Shane Hastie: Good day folks. This is Shane Hastie for the InfoQ Engineering Culture Podcast. Today I’m sitting down across the miles with Jessica Kerr. Jessica, welcome. Thanks for taking the time to talk to us today.
Jessica Kerr: Thank you, Shane. It’s great to talk with you.
Shane Hastie: If I knew, we could be here.
Jessica Kerr: Right. Exactly. It’s fine. It’s fine. We have removed a lot of disincentives to connect with people around the world.
Shane Hastie: We have indeed. The silver lining is this opportunity to at least be in the same virtual space with more people more frequently.
Jessica Kerr: Yes.
Shane Hastie: So a lot of our audience are probably aware of your content on InfoQ. You’re a frequent contributor to QCon conferences, and there’s a lot of stuff that we’ve got that you have both written and contributed to and spoken about, but there are some that probably don’t know. So give us the one minute overview. Who’s Jessica?
Jessica Kerr: Okay. A lot of that content on InfoQ is various languages. So I’ve spoken about Scala, Clojure, Ruby, Elm, Typescripts, Java. There’s more. I almost feel like I kind of do a survey of the industry sometimes. But more recently I’ve really gotten into wider systems. So over the last few years, I’ve keynoted several conferences with my best talk. This one’s really good. If you watch nothing else of mine, this one matters because it’s about symmathesy, which are learning systems made of learning parts. Once I found this word, I really see that in our software teams in particular and more in software teams than in other symmathesy,. So every forest is symmathesy,. Every ecosystem is a system that as a whole grows and changes because all of its parts are growing and changing. And every team is a symmathesy, because its people we’re constantly learning and that changes our interactions and changes how the team works. But software even more so because the code is learning because we teach it and we can learn from our code.
The importance of accelerating learning in software development [02:06]
Jessica Kerr: I mean, we already do in a lot of ways from tests and logs and databases. Much more so if you have good observability, that’s all about learning from your code. But what matters is that we are learning systems. And in particular, with software, we get to really accelerate this learning and accelerate its impact on the world because software changes the world. It changes what happens when I push a button on the screen. It changes physics in that sense. It changes the world that many people live in so we have this huge impact and these learning systems, and we have not figured out how to do this well. So over the last couple years, I’ve done systems thinking workshops with Kent Beck. I did domain driven design with Eric Evans, because that has a lot of domain driven design and the language and it’s about the learning about the business that we infuse into the software being so important.

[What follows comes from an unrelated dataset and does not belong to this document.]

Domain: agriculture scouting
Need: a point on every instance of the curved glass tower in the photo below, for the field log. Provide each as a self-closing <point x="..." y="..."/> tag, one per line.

The value of observability in software as it enables rapid learning [03:02]
Jessica Kerr: And now I work at Honeycomb, which is the OG of observability, state of the art of observability I think. And that’s also about learning from our systems. So yeah, there’s a lot for us to know. The beauty of this field is that we haven’t figured it out. And we get to experiment because software teams move so much faster, have an impact so much faster and we can learn so much faster than, well, at any other industry that I know of, which isn’t saying much. I’m sure there are others that I’m just not aware of.
Shane Hastie: So observability, this is the culture and methods space. This is the Engineering Culture Podcast. Observability into culture, how do we get that right? And how do we use that?
Observability into culture – don’t measure the easy things [03:47]
So first of all, observability is being able to see inside a system to see what it’s doing and why. So to set up the analogy, in software that means getting every service to emit traces to say, “Hey, I got this request and I got this request because this other service sent it to me.” And then we can weave those together and you can get a distributed trace, which is nice. But it’s about the software being able to say, “I made this decision because this attribute and that attribute and blah, blah, blah, blah, blah.” It is data emitted purely for us as operators to get a better understanding of the software that we’re coexisting with, co-evolving with even.
Jessica Kerr: So how do we do that in our teams? How do we get a view of what’s happening? And this overlaps with legibility. How do we make our teams report out such that we can understand what’s happening at scale? And when you’re talking about this with software, it’s easy, not always fast, but you insert some code to do that. In our teams I think there’s a lot that changes based on the questions we ask. As a manager of a team, for instance, or as a lead or as a product person, we’re probably asking, “Is it done yet?” Not literally. We’re probably asking, “How’s it going? What’s getting behind?” But what we really mean is, “When is it going to be done?” What else do we ask about? Do we ask about, “Oh, were there any security considerations with that change you just made?” Do we ask about, “Oh, how’s the error handling for that? How does this impact the user experience? And did the testers find any bits of it frustrating?” If you ask about those things, then you’re going to find out about them.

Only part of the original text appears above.